Second, it’s also not true that South Korea paid “almost nothing” for the US troop presence before Trump came along. South Korea
agreed to pay the US about $867 million in 2014 and,
through 2018, to increase the payments annually based on the rate of inflation. The Congressional Research Service
wrote in a 2023 report: “In the past, South Korea generally paid for 40%-50% (over $800 million annually) of the total non-personnel costs of maintaining the U.S. troop presence in South Korea.”

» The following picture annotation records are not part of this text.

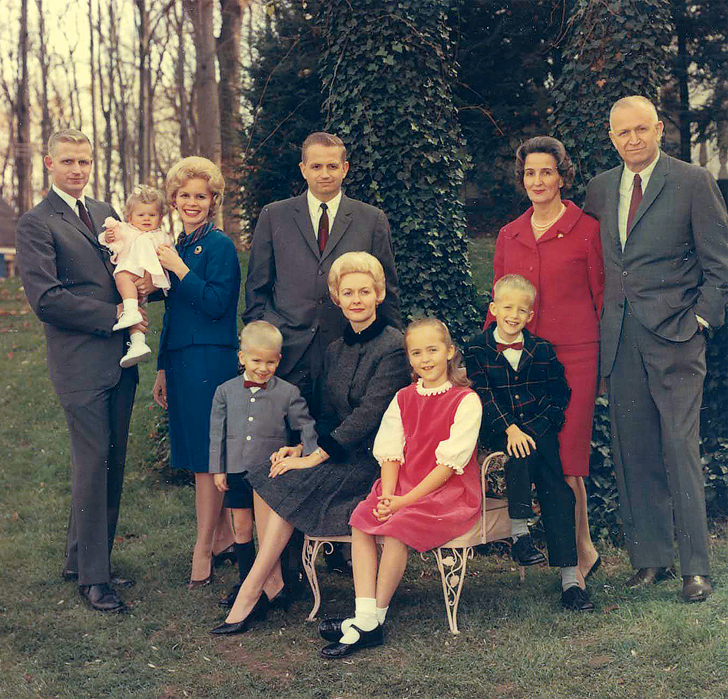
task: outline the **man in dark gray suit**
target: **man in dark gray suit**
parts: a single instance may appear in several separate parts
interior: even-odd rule
[[[589,183],[604,255],[601,371],[630,560],[629,588],[675,576],[687,602],[713,591],[698,448],[707,329],[724,321],[728,217],[707,170],[660,150],[662,122],[644,97],[609,115],[622,160]]]
[[[264,207],[256,225],[245,280],[245,323],[266,320],[283,334],[278,375],[298,386],[314,417],[314,383],[326,347],[347,324],[328,295],[331,263],[364,250],[381,263],[387,295],[379,312],[402,327],[397,271],[387,216],[341,192],[349,172],[341,140],[317,132],[301,148],[308,191]]]
[[[127,332],[112,332],[121,314],[113,265],[97,235],[108,204],[84,196],[91,143],[80,131],[53,134],[44,159],[48,195],[17,223],[17,263],[25,295],[43,322],[48,369],[71,436],[71,506],[63,575],[78,580],[100,611],[124,608],[110,583],[136,367],[122,370]],[[140,329],[146,327],[146,319]]]

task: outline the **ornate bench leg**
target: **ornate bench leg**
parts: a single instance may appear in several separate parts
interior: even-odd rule
[[[435,559],[440,569],[440,576],[443,580],[443,594],[445,596],[445,612],[448,615],[450,632],[457,634],[457,606],[460,602],[460,592],[465,579],[465,570],[468,558],[472,557],[472,547],[448,548],[451,556],[443,556],[442,548],[434,550]],[[447,572],[445,567],[447,566]]]
[[[309,579],[309,585],[311,586],[311,591],[314,595],[314,606],[311,613],[306,618],[306,621],[313,621],[316,618],[319,607],[321,606],[321,591],[319,589],[318,576],[316,574],[316,556],[318,556],[319,549],[323,544],[326,544],[332,551],[333,551],[331,541],[319,541],[304,538],[304,548],[301,553],[304,570],[306,571],[306,577]]]

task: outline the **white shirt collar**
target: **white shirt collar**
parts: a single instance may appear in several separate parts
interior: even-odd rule
[[[647,190],[647,184],[649,182],[649,178],[652,176],[652,171],[654,169],[655,165],[657,164],[658,160],[660,160],[660,151],[657,151],[657,155],[654,160],[639,172],[633,172],[632,170],[625,165],[625,169],[622,172],[620,188],[625,191],[628,190],[631,193],[632,187],[635,181],[635,175],[638,175],[640,183],[642,187],[642,193],[644,194]]]
[[[60,188],[56,187],[55,183],[52,185],[51,185],[51,188],[69,207],[71,207],[71,211],[74,212],[74,213],[77,214],[79,212],[78,212],[78,209],[76,208],[76,201],[80,201],[84,205],[84,208],[87,208],[87,207],[86,207],[86,197],[83,194],[82,194],[81,196],[79,196],[78,199],[76,199],[75,196],[72,196],[68,192],[64,192]]]
[[[311,214],[311,217],[314,217],[318,219],[318,217],[321,215],[321,204],[324,202],[316,199],[313,194],[311,193],[311,190],[308,189],[306,191],[306,198],[308,199],[309,202],[309,213]],[[326,213],[328,215],[329,225],[331,225],[331,222],[334,220],[336,216],[336,212],[339,211],[339,205],[341,203],[341,191],[339,191],[339,193],[331,201],[326,201]]]

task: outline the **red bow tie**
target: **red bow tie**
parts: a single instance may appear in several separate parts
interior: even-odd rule
[[[243,380],[242,385],[246,388],[250,388],[250,386],[256,386],[258,388],[264,388],[266,386],[268,386],[268,382],[264,381],[262,383],[258,383],[257,381],[248,381],[245,379]]]
[[[499,352],[502,352],[505,349],[523,349],[523,343],[522,342],[512,342],[510,345],[505,343],[496,342],[496,350]]]

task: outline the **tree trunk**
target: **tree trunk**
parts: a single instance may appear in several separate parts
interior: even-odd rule
[[[213,0],[183,0],[194,29],[196,48],[195,97],[199,129],[200,155],[220,164],[220,96],[215,77],[215,42]]]
[[[240,170],[239,139],[240,83],[240,36],[242,13],[250,0],[220,0],[222,25],[217,41],[220,68],[221,169],[228,186]],[[223,228],[229,234],[240,228],[233,198],[226,196],[223,206]]]

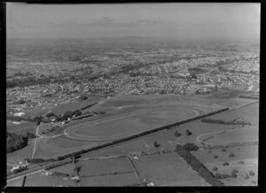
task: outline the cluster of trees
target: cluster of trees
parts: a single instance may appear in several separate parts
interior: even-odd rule
[[[189,129],[185,129],[186,135],[191,135],[192,133]]]
[[[136,134],[136,135],[130,135],[130,136],[127,136],[127,137],[124,137],[124,138],[121,138],[121,139],[114,140],[114,141],[110,142],[110,143],[106,143],[98,145],[96,147],[91,147],[91,148],[89,148],[89,149],[86,149],[86,150],[82,150],[82,151],[74,152],[74,154],[75,156],[77,156],[77,155],[81,155],[81,154],[83,154],[83,153],[87,153],[89,151],[96,151],[96,150],[98,150],[98,149],[101,149],[101,148],[108,147],[108,146],[111,146],[111,145],[113,145],[113,144],[117,144],[117,143],[122,143],[122,142],[126,142],[126,141],[129,141],[129,140],[131,140],[131,139],[135,139],[135,138],[137,138],[137,137],[148,135],[148,134],[154,133],[156,131],[160,131],[160,130],[163,130],[163,129],[166,129],[166,128],[169,128],[169,127],[176,126],[176,125],[178,126],[179,124],[183,124],[183,123],[186,123],[186,122],[189,122],[189,121],[192,121],[192,120],[198,120],[198,119],[201,119],[201,118],[204,118],[206,116],[215,114],[215,113],[218,113],[220,112],[224,112],[224,111],[227,111],[227,110],[229,110],[229,108],[221,109],[221,110],[219,110],[217,112],[213,112],[208,113],[208,114],[200,115],[198,117],[191,118],[191,119],[188,119],[186,120],[177,121],[177,122],[172,123],[170,125],[162,126],[162,127],[156,127],[154,129],[144,131],[142,133],[138,133],[138,134]],[[66,158],[71,158],[71,157],[72,157],[72,154],[66,154],[65,156],[59,156],[59,157],[58,157],[57,160],[63,160],[63,159],[66,159]]]
[[[20,172],[23,172],[25,170],[27,170],[27,166],[20,166],[19,167],[18,169],[15,169],[13,170],[12,173],[10,173],[9,174],[18,174],[18,173],[20,173]]]
[[[21,121],[21,120],[26,120],[26,121],[29,121],[29,122],[37,122],[37,121],[43,121],[43,117],[42,117],[41,115],[39,116],[35,116],[35,117],[25,117],[25,116],[13,116],[13,115],[8,115],[6,116],[6,120],[12,120],[12,121]]]
[[[66,174],[66,173],[60,173],[60,172],[57,172],[57,171],[51,173],[51,176],[55,176],[55,177],[63,177],[63,178],[68,177],[68,176],[69,176],[68,174]]]
[[[181,136],[181,135],[182,135],[182,134],[180,134],[178,131],[175,132],[175,136]]]
[[[11,153],[27,145],[27,138],[14,133],[6,133],[6,152]]]
[[[239,96],[239,98],[247,98],[247,99],[254,99],[254,100],[259,100],[259,96]]]
[[[12,81],[6,81],[6,88],[14,88],[14,87],[27,87],[32,85],[40,85],[40,84],[48,84],[51,81],[51,77],[45,77],[42,79],[37,79],[34,77],[27,77],[23,79],[23,81],[20,79],[14,78]]]
[[[216,173],[216,174],[215,174],[215,177],[216,179],[219,179],[219,180],[221,180],[221,179],[226,179],[226,178],[236,178],[236,177],[238,177],[237,173],[238,173],[238,170],[233,169],[233,170],[231,171],[231,174],[219,174],[219,173]]]
[[[63,116],[56,117],[56,120],[57,121],[67,120],[68,118],[72,118],[73,116],[78,117],[81,115],[82,115],[82,112],[80,110],[75,110],[74,112],[67,111],[63,114]]]
[[[200,67],[189,67],[188,72],[196,72],[196,73],[206,73],[207,72],[207,70],[204,70]]]
[[[249,123],[249,122],[246,122],[246,121],[243,121],[243,120],[242,121],[241,120],[237,120],[225,121],[225,120],[222,120],[202,119],[201,122],[214,123],[214,124],[224,124],[224,125],[251,125],[251,123]]]
[[[26,101],[23,100],[23,99],[20,99],[20,100],[17,100],[14,102],[14,104],[25,104]]]
[[[40,163],[44,163],[44,162],[51,162],[55,161],[54,158],[49,158],[49,159],[44,159],[44,158],[30,158],[28,160],[29,163],[31,164],[40,164]]]
[[[193,144],[177,144],[176,151],[177,154],[180,157],[182,157],[187,162],[188,165],[191,166],[192,169],[195,170],[198,173],[198,174],[201,178],[203,178],[207,182],[208,182],[212,186],[223,186],[223,183],[221,182],[217,178],[215,178],[213,175],[213,174],[199,159],[192,156],[190,151],[187,151],[191,148],[192,151],[196,150]]]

After boasting about what he did for Israel during his presidency, Trump said, “The people of Israel appreciate it. I have like a 98% — I have the highest approval numbers.”
Facts First:
A 2018 poll
found that 59% of Jewish Israelis had a favorable view of Trump. A poll late in the 2020 presidential election
found that 70% of Jewish Israelis thought a Trump victory would be best for Israel’s interests (versus 13% who chose Biden). A
poll released this March found that 44% of Israeli adults wanted Trump elected in 2024, 30% wanted Biden and 26% were unsure.
Hermann said
President Bill Clinton was more popular in Israel during his presidency than Trump was during his, and that “Trump has lost much of his popularity here after leaving the White House because of his hectic/sometimes antagonistic
statements.”
Ok this goes on for quite a while so im going to stop there cause it would take forever to put everything here. He lips were moving during these interviews so he was lying about everything of course.